For the purpose of this blog, Al-Gharib’s case is notable for two reasons.

First, Al-Gharib’s case is an example of ‘pure’ universal jurisdiction. Pure universal jurisdiction is not based on multi-lateral treaties.1 Instead, this jurisdiction ‘is criminal jurisdiction based solely on the nature of the crime, without regard to where the crime was committed, the nationality of the alleged or convicted perpetrator, the nationality of the victim, or any other connection to the state exercising such jurisdiction’ (Princeton Principles, p. 28). States may exercise pure universal jurisdiction over ‘serious international crimes as defined by international law’ that affect the values of the international community (Institute of International Law, p. 1). The serious international crimes over which states can assert this jurisdiction include genocide, crimes against humanity, and war crimes.2

In convicting Al-Gharib, the Koblenz court relied on Section 1 of the German Code of Crimes against International Law (Völkerstrafgesetzbuch, hereafter VStGB) which allows German courts to prosecute international crimes through universal jurisdiction. Al-Gharib is a Syrian national who was found guilty of assisting crimes of torture and aggravated deprivation of liberty in Syria against Syrian victims. Syria ratified the Convention Against Torture (CAT) in 2004 but is not a member of any treaty that criminalises aggravated deprivation of liberty. Consequently, the Koblenz court could have exercised jurisdiction to prosecute torture crimes based on Article 5 of CAT. Because Syria is not a party to the ICC Statute or any other treaty that would provide a German court with jurisdiction to prosecute the deprivation of liberty as a crime against humanity, the Koblenz court could only prosecute Al-Gharib for this crime based on pure universal jurisdiction.  
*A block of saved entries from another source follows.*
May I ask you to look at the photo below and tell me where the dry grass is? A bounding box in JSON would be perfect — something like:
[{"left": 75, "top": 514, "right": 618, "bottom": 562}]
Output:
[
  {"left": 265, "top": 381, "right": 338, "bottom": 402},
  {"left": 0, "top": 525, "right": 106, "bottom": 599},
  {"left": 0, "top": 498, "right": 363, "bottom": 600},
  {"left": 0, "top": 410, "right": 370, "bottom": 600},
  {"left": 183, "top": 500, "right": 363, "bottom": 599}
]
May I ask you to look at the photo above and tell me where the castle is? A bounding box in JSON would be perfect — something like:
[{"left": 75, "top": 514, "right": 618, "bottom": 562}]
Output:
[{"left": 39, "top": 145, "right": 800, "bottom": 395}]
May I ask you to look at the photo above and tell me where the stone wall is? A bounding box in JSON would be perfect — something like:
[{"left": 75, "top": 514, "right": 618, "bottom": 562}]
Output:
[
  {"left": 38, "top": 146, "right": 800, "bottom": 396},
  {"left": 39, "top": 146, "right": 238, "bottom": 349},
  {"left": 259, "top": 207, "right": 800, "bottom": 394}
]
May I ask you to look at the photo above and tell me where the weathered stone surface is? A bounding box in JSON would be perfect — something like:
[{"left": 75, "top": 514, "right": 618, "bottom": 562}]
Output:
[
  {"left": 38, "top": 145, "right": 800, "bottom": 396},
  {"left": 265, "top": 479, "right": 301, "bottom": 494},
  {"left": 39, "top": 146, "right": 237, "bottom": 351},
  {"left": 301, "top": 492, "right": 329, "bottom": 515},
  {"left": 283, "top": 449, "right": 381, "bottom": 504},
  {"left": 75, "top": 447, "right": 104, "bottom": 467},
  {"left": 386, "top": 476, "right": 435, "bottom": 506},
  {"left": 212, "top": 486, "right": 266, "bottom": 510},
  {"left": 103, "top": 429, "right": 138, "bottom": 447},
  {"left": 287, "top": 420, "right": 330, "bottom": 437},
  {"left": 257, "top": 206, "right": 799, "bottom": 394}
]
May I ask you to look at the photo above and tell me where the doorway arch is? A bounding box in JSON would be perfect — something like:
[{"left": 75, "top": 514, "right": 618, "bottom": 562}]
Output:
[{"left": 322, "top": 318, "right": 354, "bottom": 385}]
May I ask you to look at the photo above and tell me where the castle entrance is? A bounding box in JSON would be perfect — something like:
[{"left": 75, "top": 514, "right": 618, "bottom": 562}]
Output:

Second, Al-Gharib’s case is an example of the use of domestic modes of liability in universal jurisdiction cases. According to the VStGB, German courts have jurisdiction to prosecute international crimes. The VStGB incorporates parts of the ICC Statute into German domestic law. For the most part, the VStGB sets out the definitions of international crimes found in the ICC Statute. The ICC’s definitions of crimes largely, but not entirely, reflect customary international law. The VStGB also sets out individual criminal responsibility for perpetrators and responsibility of military commanders, but it does not mention any other modes of liability found in the ICC Statute. Consequently, for modes of liability like aiding and abetting, German courts turn to the German Criminal Code (Strafgesetzbuch, hereafter, StGB) which defines and regulates national crimes.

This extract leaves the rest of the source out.